- Born: November 7, 1985 (age 40) Baton Rouge, Louisiana, U.S.
- Education: Washington and Lee University

= Kaylee Hartung =

American NBC News journalist (born 1985)

Kaylee Hartung (born 1985) is an American broadcaster. Born in Baton Rouge, Louisiana, she has served as a contributor for CBS News, ESPN, CNN, ABC News, and NBC Sports. In July 2022, she was announced as the sideline reporter for Thursday Night Football on Amazon Prime Video.

==Early life==
Hartung was born in Baton Rouge, Louisiana. Her father, Joe, served as a pilot in the Royal Netherlands Air Force, then moved to the United States and started an aviation company. He died in a plane crash in May 1996 while performing at an air show. Hartung, who witnessed the crash with her mother and brother, stated that the manner in which the crash was covered in the news inspired her to pursue a career in journalism to better tell others' stories.

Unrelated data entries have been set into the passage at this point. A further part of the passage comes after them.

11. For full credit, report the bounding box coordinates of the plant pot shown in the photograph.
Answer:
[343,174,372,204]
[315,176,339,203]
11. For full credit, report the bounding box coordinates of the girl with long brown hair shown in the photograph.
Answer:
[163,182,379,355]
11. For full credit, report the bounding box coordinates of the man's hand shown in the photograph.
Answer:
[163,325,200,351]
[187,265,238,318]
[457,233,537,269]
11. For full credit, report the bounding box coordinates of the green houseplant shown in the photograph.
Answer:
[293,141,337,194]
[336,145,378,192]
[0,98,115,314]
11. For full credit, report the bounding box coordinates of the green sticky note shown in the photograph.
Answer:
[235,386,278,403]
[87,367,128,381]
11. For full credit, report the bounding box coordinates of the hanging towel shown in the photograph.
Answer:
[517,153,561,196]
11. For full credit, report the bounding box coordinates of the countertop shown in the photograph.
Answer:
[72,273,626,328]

Hartung graduated from Episcopal High School in 2003. She earned Bachelor of Arts degrees in journalism and politics from Washington and Lee University, graduating in 2007.

==Career==

Hartung was a CBSNews.com reporter on the daily Washington Unplugged program and featured correspondent for Unplugged Under 40. Following a summer internship with NBC, she began her career as an assistant to Bob Schieffer, which led to an associate producer position on Face the Nation.

Hartung then worked at ESPN, serving in particular as a correspondent for Longhorn Network and SEC Network. In 2017, Hartung was hired by CNN. In 2019, Hartung left CNN and joined ABC News as a correspondent.

In July 2022, Amazon announced that Hartung would return to sports broadcasting as a sideline reporter for Thursday Night Football.

In January 2023, Hartung joined NBC News' The Today Show as a national correspondent. Hartung also joined NBC Sports' NFL Wild Card Weekend with Al Michaels and Tony Dungy. The next year, she joined NBC Sports' NFL playoff coverage permanently.